The theft of government funds and social security fraud convictions stem from Nguyen’s abuse of the SSI program, which provides financial assistance to handicapped and elderly people. Over several years, Nguyen fraudulently obtained over $59,000 of SSI of numerous persons who had left the country and were no longer eligible to receive program benefits. This undisclosed income made her ineligible for the $33,600 of SSI she received from 2010 through 2013.
Nguyen was also convicted of using the name and social security number of a man who years earlier had returned to Vietnam to fraudulently obtain funds from the State of Iowa. Nguyen submitted claims to the state rental reimbursement program asserting he was renting an apartment in Des Moines, and received over $3,600.
The jury also convicted Nguyen of making false statements to HUD in connection with receiving subsidized housing by concealing from the government her true income and assets.
The health care fraud conviction related to a Medicaid-based program designed to keep elderly or physically disadvantaged people out of nursing homes, called consumer directed attendant care. After Nguyen’s doctor certified Nguyen was ineligible for the program, Nguyen altered the doctor’s form to make it appear she needed such care, and submitted it to the State. Nguyen’s application was approved, and one of Nguyen’s daughters was paid by the State to provide such unnecessary care.
The mail fraud conviction covered Nguyen’s abuse of the food assistance program, which is jointly funded by the U.S. Department of Agriculture and the State of Iowa. After an elderly food assistance recipient left Iowa to return to his home country of Vietnam, Nguyen had his food assistance electronic benefits (EBT) card sent to Nguyen’s post office box, and used it for Nguyen’s own benefit for several years. Nguyen had replacement EBT cards and various notices sent by the State in the original recipient’s name to Nguyen’s post office box.
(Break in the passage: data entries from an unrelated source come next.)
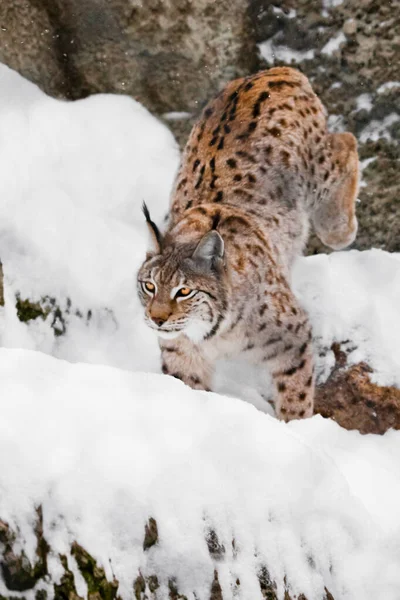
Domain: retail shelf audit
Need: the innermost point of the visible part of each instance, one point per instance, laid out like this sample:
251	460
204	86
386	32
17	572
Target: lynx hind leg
334	217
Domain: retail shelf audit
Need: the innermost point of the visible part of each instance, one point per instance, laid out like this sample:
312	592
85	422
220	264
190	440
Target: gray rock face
174	55
171	56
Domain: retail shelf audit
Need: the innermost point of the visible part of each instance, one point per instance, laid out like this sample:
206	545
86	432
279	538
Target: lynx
258	168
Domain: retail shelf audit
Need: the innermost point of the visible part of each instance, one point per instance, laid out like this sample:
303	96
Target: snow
334	44
272	51
177	116
389	85
364	102
96	435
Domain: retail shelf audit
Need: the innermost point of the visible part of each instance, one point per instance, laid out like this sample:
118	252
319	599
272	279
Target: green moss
28	311
66	590
18	573
173	591
150	534
267	586
98	585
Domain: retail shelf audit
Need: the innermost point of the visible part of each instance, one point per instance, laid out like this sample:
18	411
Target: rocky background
172	56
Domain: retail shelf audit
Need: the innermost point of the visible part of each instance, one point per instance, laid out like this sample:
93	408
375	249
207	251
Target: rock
174	56
350	398
350	27
31	43
170	56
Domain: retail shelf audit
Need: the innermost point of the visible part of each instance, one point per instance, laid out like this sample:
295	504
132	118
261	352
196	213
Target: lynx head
182	285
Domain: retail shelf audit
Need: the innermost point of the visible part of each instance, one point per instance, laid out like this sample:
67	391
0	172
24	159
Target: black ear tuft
216	220
154	231
146	212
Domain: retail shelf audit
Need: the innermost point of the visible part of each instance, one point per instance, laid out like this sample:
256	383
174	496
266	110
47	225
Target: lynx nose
158	320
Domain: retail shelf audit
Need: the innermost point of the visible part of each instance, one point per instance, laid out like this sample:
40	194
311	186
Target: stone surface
368	58
174	56
169	55
145	584
350	398
1	285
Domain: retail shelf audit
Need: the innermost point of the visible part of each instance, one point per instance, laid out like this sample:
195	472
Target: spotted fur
259	166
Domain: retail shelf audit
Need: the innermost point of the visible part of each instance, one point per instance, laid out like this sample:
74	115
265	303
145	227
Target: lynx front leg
184	360
290	359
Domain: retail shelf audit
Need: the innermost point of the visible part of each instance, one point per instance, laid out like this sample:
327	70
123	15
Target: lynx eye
183	293
148	287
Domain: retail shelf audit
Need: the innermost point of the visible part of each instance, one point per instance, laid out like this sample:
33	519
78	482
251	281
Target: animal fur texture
258	168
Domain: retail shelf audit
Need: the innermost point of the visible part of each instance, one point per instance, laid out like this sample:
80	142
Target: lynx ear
210	249
155	235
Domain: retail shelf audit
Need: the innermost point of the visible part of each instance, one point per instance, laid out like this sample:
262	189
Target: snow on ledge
110	448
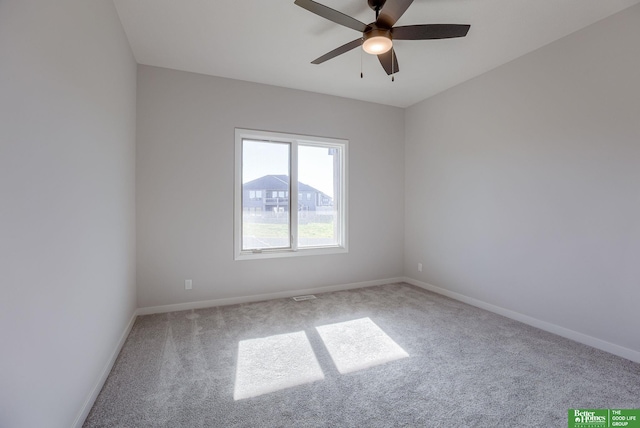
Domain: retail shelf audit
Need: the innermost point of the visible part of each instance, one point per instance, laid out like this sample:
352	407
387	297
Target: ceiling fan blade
386	58
338	51
391	12
429	31
332	15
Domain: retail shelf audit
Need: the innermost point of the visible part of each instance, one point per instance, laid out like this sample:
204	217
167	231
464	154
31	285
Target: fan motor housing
376	4
377	32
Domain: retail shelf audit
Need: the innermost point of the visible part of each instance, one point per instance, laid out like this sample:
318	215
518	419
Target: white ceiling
274	41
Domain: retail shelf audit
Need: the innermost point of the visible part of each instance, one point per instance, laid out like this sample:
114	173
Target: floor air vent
307	297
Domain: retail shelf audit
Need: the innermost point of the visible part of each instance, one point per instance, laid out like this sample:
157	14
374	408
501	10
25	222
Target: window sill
280	253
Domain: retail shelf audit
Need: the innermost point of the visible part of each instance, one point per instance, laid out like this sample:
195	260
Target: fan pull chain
393	77
361	74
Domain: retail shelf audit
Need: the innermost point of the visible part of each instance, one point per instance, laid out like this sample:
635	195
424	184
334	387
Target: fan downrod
376	5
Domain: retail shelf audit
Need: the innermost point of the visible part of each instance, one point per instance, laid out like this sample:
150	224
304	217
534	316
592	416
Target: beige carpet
386	356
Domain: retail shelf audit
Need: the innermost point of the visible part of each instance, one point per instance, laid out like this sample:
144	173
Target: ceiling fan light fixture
377	41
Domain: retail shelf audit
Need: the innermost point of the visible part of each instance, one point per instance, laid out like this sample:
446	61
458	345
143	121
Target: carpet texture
387	356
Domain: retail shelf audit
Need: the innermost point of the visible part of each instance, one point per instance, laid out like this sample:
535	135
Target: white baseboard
259	297
86	408
594	342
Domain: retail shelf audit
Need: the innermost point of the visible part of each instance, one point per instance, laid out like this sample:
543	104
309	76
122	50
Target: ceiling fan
378	36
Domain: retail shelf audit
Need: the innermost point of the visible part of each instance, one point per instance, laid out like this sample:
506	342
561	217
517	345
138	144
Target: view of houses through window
291	194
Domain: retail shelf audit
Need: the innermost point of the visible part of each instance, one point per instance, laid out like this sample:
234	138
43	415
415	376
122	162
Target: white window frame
341	200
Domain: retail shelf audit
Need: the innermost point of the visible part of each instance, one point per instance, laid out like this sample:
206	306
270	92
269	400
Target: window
284	223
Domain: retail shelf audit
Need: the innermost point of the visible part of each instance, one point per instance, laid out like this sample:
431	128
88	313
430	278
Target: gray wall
522	185
67	219
185	173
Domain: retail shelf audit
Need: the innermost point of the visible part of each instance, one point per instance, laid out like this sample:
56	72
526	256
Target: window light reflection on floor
359	344
273	363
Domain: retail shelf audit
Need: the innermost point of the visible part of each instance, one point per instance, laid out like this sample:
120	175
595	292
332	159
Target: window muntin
306	173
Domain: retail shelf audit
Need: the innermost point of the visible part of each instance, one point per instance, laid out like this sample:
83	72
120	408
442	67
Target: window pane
265	221
319	178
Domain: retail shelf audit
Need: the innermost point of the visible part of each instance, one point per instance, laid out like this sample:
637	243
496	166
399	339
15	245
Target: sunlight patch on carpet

Trial evidence showed Nguyen using the original recipient’s EBT card to conduct a $199 transaction at a local Wal-Mart. The program was defrauded of over $10,000.
The sentencing hearing has been scheduled for July 7, 2015.
The case was investigated by the Social Security Administration-Office of Inspector General; Homeland Security Investigations; U.S. Citizenship and Immigration Services; Iowa Department of Inspections and Appeals; the U.S. Department of Housing and Urban Development-Office of Inspector General, and U.S. Postal Inspection Service. The case was prosecuted by the United States Attorney’s Office for the Southern District of Iowa.